L’accusa è di sfruttamento dei lavoratori in opifici cinesi sparsi per la Lombardia. E arriva direttamente a un colosso della moda come la Giorgio Armani Operations, società del gruppo Armani che si occupa di progettazione e produzione di abbigliamento e accessori.
Secondo i pm, l'azienda non avrebbe vigilato correttamente sulle società a cui ha appaltato le proprie produzioni, che a loro volta avrebbero subappaltato l'attività a opifici abusivi con manodopera cinese in nero e clandestina.

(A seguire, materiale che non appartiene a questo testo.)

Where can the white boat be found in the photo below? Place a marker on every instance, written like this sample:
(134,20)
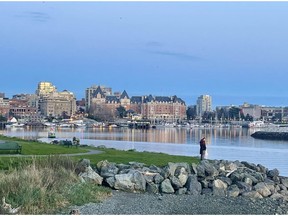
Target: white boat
(80,125)
(65,125)
(15,125)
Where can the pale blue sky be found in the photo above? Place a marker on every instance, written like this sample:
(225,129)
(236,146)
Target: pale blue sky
(234,51)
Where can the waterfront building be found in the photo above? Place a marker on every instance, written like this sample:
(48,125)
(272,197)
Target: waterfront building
(45,88)
(31,99)
(2,95)
(272,114)
(163,108)
(204,104)
(90,94)
(58,104)
(251,110)
(147,107)
(4,106)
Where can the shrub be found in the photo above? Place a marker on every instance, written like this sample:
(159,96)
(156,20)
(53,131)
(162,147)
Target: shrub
(45,185)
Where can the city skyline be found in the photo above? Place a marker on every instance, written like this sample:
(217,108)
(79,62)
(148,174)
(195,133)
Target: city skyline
(233,51)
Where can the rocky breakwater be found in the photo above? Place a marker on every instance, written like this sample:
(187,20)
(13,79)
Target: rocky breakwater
(217,177)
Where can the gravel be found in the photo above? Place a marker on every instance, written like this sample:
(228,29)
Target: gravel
(123,203)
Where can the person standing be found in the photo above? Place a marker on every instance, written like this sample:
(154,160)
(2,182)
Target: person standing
(202,148)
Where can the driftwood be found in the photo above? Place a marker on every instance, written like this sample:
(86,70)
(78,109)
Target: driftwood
(7,207)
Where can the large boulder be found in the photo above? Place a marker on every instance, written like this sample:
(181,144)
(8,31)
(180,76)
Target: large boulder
(152,188)
(252,194)
(89,175)
(82,165)
(175,182)
(209,168)
(133,181)
(171,168)
(182,174)
(233,191)
(219,188)
(193,186)
(166,187)
(262,189)
(158,178)
(284,181)
(107,169)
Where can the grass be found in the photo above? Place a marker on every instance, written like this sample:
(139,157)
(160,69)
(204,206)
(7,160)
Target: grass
(148,158)
(47,184)
(40,148)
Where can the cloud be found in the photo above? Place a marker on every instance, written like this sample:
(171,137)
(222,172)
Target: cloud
(35,16)
(179,55)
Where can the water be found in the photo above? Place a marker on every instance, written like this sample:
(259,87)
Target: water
(222,143)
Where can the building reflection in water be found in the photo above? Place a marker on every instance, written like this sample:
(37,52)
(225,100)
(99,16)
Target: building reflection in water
(213,136)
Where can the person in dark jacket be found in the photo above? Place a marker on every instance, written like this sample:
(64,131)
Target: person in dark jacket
(202,148)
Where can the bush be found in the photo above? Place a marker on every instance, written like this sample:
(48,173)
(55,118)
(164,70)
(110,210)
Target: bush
(45,185)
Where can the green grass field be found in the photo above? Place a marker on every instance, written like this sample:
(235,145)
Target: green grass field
(46,183)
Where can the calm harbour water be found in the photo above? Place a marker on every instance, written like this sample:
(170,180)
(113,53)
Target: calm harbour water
(222,143)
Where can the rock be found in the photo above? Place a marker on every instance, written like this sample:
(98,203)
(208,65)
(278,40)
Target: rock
(182,174)
(273,173)
(91,176)
(131,182)
(193,186)
(277,196)
(204,183)
(233,191)
(228,181)
(82,165)
(237,177)
(166,187)
(284,181)
(158,178)
(155,169)
(262,189)
(262,169)
(209,169)
(107,169)
(152,188)
(206,191)
(181,191)
(171,168)
(252,194)
(250,179)
(244,187)
(251,166)
(110,181)
(136,165)
(175,182)
(219,188)
(194,168)
(123,167)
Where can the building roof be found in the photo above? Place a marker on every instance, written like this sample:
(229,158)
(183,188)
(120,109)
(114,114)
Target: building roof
(112,99)
(136,99)
(124,94)
(98,91)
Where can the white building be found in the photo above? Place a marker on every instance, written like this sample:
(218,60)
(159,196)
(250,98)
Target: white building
(89,92)
(204,104)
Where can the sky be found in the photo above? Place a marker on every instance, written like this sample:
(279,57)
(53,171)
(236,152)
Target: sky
(234,51)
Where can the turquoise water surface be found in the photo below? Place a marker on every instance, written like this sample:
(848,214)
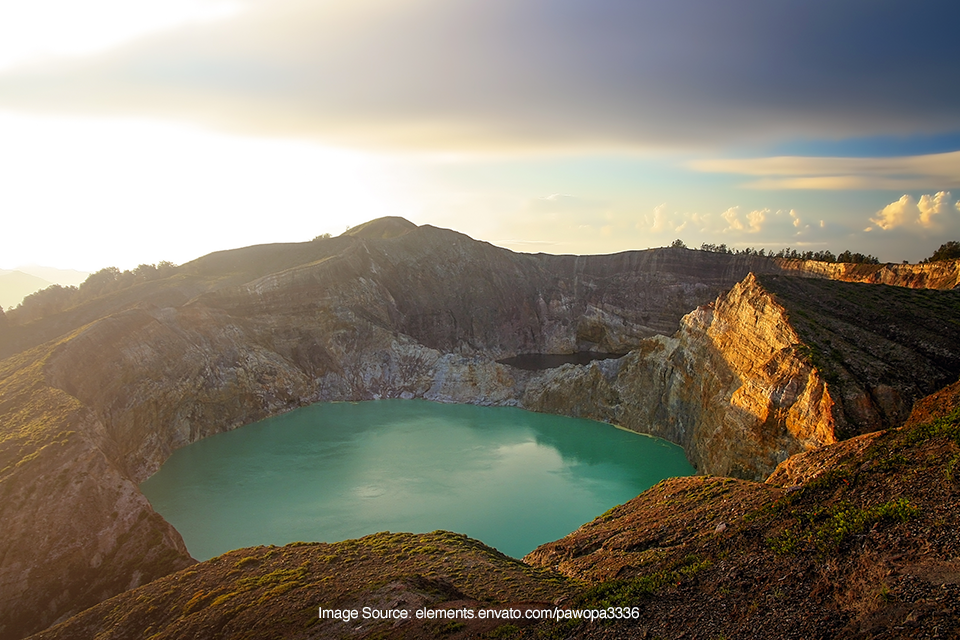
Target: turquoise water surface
(332,471)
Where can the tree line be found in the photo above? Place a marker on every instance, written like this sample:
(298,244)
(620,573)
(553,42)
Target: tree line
(56,298)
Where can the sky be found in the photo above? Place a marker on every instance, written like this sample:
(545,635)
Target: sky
(134,131)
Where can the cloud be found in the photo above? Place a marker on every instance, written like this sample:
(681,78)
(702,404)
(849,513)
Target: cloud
(797,172)
(509,74)
(782,224)
(925,213)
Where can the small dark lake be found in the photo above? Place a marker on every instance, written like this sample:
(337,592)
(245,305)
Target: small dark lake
(511,478)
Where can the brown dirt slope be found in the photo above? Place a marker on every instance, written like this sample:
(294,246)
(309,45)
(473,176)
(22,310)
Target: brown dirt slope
(275,592)
(867,547)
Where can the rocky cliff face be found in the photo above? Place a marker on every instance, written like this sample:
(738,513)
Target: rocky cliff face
(388,311)
(732,387)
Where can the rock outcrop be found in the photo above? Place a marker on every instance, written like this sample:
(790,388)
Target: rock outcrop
(96,397)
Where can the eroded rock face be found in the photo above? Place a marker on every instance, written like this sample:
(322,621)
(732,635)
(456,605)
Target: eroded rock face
(731,388)
(386,312)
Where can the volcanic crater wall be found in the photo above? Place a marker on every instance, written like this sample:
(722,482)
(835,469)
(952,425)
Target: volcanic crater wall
(420,313)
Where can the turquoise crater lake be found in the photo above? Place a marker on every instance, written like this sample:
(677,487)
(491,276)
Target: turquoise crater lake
(327,472)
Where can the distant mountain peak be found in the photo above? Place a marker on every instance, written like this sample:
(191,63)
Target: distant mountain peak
(382,228)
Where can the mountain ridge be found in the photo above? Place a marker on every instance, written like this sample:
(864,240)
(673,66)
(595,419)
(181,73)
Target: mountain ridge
(105,391)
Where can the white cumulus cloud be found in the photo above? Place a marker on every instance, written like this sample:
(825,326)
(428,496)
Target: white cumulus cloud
(924,213)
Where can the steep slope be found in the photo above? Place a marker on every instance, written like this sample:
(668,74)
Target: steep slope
(745,383)
(269,592)
(389,310)
(866,546)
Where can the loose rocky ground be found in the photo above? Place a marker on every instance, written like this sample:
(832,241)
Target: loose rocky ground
(868,546)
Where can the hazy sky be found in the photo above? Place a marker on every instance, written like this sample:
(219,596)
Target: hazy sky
(142,130)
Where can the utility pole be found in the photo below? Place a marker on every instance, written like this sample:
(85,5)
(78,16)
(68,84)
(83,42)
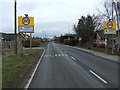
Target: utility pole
(15,25)
(112,35)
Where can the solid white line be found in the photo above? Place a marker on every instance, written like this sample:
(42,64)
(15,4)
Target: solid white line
(29,81)
(98,76)
(73,58)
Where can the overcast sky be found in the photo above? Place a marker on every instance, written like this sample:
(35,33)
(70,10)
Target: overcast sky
(54,17)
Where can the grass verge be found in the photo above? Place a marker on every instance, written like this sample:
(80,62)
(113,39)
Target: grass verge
(15,67)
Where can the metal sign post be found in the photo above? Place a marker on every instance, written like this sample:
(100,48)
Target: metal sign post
(110,29)
(26,25)
(30,40)
(15,26)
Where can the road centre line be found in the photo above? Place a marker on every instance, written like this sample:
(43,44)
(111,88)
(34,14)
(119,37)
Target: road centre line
(98,76)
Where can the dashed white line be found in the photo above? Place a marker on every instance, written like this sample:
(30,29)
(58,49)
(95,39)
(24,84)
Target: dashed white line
(98,76)
(73,58)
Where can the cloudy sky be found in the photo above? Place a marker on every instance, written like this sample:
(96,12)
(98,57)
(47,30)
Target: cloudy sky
(52,17)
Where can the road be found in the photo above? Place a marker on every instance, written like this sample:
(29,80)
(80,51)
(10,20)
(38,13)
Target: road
(66,67)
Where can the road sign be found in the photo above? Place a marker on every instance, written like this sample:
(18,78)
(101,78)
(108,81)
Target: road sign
(109,24)
(27,29)
(25,21)
(109,31)
(26,24)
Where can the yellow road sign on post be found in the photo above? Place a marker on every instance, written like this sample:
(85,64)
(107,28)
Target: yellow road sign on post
(109,24)
(26,24)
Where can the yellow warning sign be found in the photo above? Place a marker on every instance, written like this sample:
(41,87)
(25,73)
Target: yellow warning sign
(25,21)
(109,24)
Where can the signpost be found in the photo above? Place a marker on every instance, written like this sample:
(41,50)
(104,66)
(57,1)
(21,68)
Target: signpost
(110,29)
(26,25)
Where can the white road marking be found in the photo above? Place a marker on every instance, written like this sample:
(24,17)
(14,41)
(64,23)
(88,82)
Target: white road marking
(98,76)
(73,58)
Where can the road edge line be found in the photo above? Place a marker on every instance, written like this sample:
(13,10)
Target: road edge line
(98,76)
(31,77)
(117,61)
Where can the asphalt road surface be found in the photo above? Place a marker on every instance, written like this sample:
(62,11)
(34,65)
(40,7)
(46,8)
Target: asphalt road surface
(66,67)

L'amministrazione giudiziaria è una misura che pone la società sotto il controllo di un amministratore per un periodo non superiore a un anno (prorogabile per altri sei mesi).
Le contestazioni nel dettaglio sono: mancato controllo della filiera produttiva, esternalizzazione dei processi produttivi, opifici cinesi con manodopera irregolare e sfruttata, condizioni di lavoro insalubri e violazioni in materia di sicurezza e dormitori abusivi e condizioni igienico-sanitarie precarie.
Il Nucleo Ispettorato del Lavoro di Milano ha trovato quattro opifici irregolari con 29 lavoratori, di cui 12 in nero e 9 irregolari sul territorio nazionale.
Oltre alle denunce per caporalato, si potrebbero ricevere ammende per oltre 80.000 euro, più le sanzioni amministrative per 65.000 euro e la sospensione dell'attività per 4 aziende
Intanto la società fa sapere che: “Ha da sempre in atto misure di controllo e di prevenzione atte a minimizzare abusi nella catena di fornitura. La Giorgio Armani Operations collaborerà con la massima trasparenza con gli organi competenti per chiarire la propria posizione rispetto alla vicenda".
Il gruppo Armani è stato fondato nel 1975 da Giorgio Armani ed è tra le più grandi e importanti aziende della moda non quotate. I ricavi netti nel 2022 ammontano a 2,35 miliardi di euro.